In the US, at the first signs of the sub-prime crisis bursting, the Treasury and the Federal Reserve aggressively intervened to contain the damage. The Treasury came forward with its Troubled Assets Relief Program (TARP) to directly assist the beleaguered banks and other financial institutions with equity injections. The Federal Reserve expanded its balance sheet many times and initiated quantitative easing programs to emerge as the lender, insurer, and buyer of last resort for the financial markets.
However, across the Atlantic, driven both by lack of similar political resolve and strong ideological predilections, the Eurozone governments and the European Central Bank refrained from aggressive intervention. They let events take their own course in the hope that markets would soon resolve the issue. Credit markets froze, driving up sovereign debt yields and nearly shutting off the peripheral economies. Banks, saddled with massive sovereign debt exposures, stumbled to the brink. The ECB refused to lend either to the banks or the battered sovereigns. It stepped in finally only when the situation had worsened considerably.

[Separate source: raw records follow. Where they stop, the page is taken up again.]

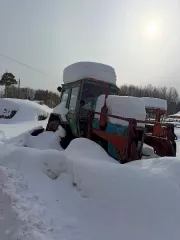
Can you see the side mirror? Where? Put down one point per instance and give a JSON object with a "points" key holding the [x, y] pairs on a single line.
{"points": [[59, 89]]}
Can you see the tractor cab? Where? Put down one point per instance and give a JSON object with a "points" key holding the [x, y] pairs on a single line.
{"points": [[80, 99], [91, 108]]}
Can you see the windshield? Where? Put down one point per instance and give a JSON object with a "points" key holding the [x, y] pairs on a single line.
{"points": [[92, 91]]}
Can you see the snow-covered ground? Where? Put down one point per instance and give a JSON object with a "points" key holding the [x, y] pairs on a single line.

The contrasting fortunes of both economies, atleast their respective financial sectors, is a clear verdict on the policy courses followed on both sides of the Atlantic. Europe stares at a potential Japan like financial dystopia, whereas American financial institutions have recovered smartly and are back to doing all those things that caused the sub-prime crisis! However, there are a few quick learnings from the situations across both sides,
1. The loudest message from the two different courses of action is that markets do not repair themselves and when faced with such deep financial market crises, governments and central banks have to step in with aggressive policies.This becomes all the more important as the complexity of our banking systems increase and the too-big-to-fail syndrome become entrenched.
2. Related to this is the central and disproportionate importance that financial markets have come to assume in determing the economic fortunes of a country. Despite the fact that the financial sector occupies a far less share of both the economy and the working population, its good health is critical to the fortunes of any modern economy.
3. Similar to the stark contrast between the US and European responses is the difference between the responses by the US Government and the Fed to the condition of over-leveraged financial institutions and debt-ridden individual households. The latter received nothing like the unlimited and cheap liquidity injections, debt rescheduling at very favorable terms, and sweeping credit guarantees offered to the financial institutions. Household foreclosures, even when it happened in a massive scale, became a source of concern only when it threatened to affect an exposed financial institution.
In other words, the disciplining elements of the free-markets are reserved for individual households and small business firms, while the financial sector behemoths, the much trumpeted success stories of deregulated free-market capitalism, face no such constraints. The negative externalities created by financial institutions do not get internalized.
4. All this highlights the increasingly sharp cleavage between the real economy and the financial markets. Are the gains of the financial markets, especially their outsized wins, coming at the expense of the real economy? Is there a recession or even a depression lurking at the end of a sustained period of financial market boom? The financial markets, especially in their current avatar, appear to have become too big a systemic risk to be left as it is.